Hannah left the cage door open. She calmly walked over to her bag and brought out her packed lunch box. Out went yoghurt, sandwiches and a cookie made by her mother and in went Peanut. There was no one in the corridor as she skulked out of the classroom. Her hair raised up on the back of her neck, blood pounding in her ear she skulked through the empty corridor. She was so sure that a teacher, cleaner, classmate would jump out from behind a door or a plant and throw her to her knees demanding she pay for the crime she had committed; her finger gripped the box tighter as she sped up.

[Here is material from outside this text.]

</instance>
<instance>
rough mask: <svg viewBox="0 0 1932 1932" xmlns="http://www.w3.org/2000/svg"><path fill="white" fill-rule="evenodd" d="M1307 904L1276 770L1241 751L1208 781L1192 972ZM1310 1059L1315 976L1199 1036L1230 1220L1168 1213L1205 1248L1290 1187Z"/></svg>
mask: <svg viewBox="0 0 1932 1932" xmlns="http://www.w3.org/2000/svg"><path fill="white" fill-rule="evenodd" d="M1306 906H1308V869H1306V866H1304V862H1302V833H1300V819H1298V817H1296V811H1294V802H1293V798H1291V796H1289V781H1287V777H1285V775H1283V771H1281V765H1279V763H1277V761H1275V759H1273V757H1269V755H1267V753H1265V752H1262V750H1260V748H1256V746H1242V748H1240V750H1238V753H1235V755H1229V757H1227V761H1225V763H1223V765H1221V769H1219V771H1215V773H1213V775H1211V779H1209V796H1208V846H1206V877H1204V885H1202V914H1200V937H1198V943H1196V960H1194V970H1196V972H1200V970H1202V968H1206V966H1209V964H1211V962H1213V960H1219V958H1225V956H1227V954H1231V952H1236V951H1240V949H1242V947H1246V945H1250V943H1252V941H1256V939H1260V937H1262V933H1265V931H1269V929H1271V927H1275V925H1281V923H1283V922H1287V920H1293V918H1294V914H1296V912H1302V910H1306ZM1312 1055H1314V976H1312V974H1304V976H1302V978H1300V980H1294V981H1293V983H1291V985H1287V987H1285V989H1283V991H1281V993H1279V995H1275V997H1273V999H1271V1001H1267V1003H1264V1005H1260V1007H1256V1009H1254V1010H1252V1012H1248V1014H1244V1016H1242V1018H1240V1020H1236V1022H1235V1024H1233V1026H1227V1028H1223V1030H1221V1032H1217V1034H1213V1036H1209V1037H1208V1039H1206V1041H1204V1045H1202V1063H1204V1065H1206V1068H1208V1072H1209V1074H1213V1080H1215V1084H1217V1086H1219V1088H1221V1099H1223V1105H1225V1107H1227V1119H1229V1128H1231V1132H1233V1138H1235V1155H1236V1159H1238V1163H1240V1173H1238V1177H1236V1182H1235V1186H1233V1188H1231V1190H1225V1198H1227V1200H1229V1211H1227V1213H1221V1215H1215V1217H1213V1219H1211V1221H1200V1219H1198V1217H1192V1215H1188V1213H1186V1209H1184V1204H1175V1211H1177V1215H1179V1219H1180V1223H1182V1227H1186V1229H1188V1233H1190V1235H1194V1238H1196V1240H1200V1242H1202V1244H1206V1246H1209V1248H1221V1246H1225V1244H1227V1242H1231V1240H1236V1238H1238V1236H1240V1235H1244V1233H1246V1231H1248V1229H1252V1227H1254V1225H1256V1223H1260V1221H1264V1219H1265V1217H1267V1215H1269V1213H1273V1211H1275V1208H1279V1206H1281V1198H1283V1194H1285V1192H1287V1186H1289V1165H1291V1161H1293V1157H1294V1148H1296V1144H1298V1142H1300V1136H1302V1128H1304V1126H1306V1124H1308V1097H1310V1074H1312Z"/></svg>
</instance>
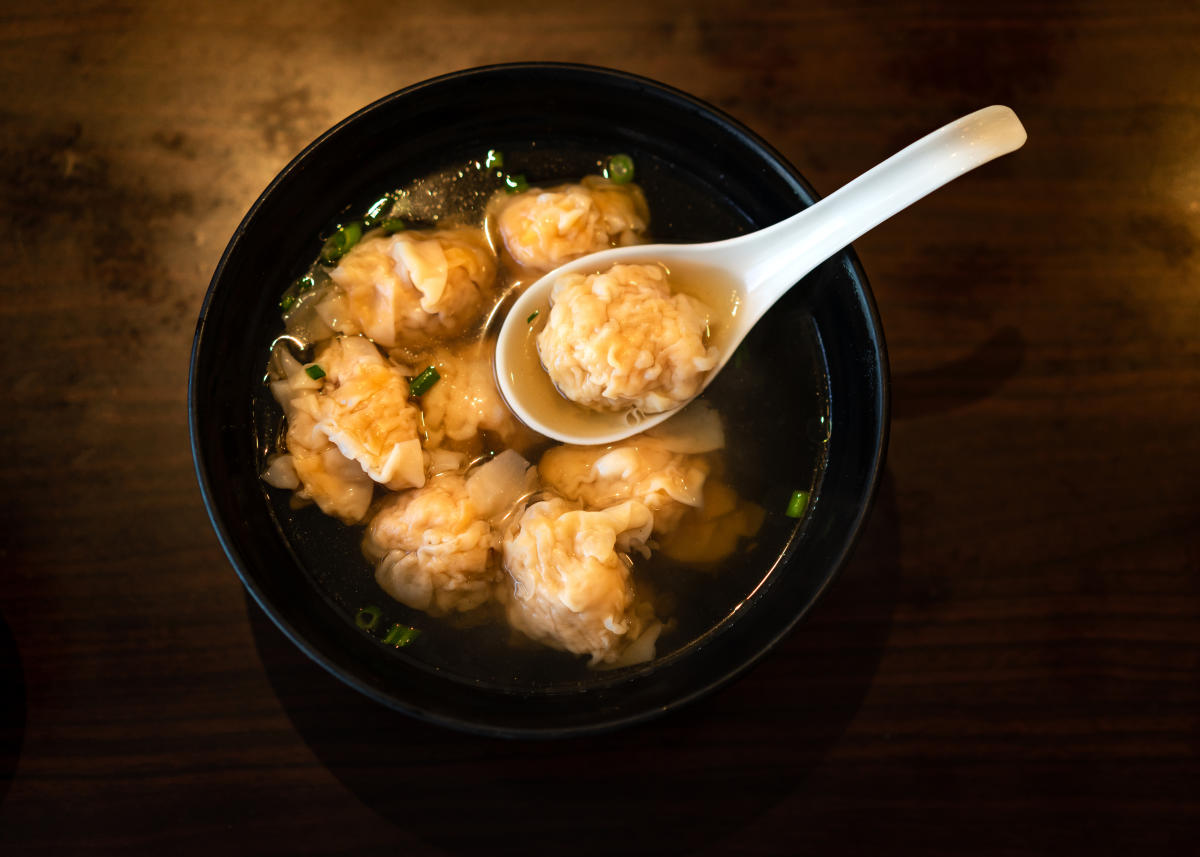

With the cage door left open everyone simply thought that Peanut had escaped. For the rest of the day everyone was on their hands and knees searching for him, under tables, chairs, cupboards and desks calling out his name, as if he were a dog and would come running towards them. Hannah went along with this, nervously at first so sure that the deception would be easily read on her face. But once she realised no one would expect that level of brutality from anyone in the class, least of all herself, she began to shout louder than any other child, searching high and low, digging her way through cupboards and crawling around that her once black tights became grey from dust.
When her mother came to collect her after school Hannah felt like she was flying. She quickly launched into telling her mother all about Peanut’s mysterious disappearance, and how sweet and soft he’d been. She told her mother how she hoped nothing bad had happened to him, that she hoped he had found a lovely garden to play in, filled with carrots and lettuce perhaps even with a few furry little friends of his own.
She talked and talked, only stopping when, on the way out of the gates, they passed the bins.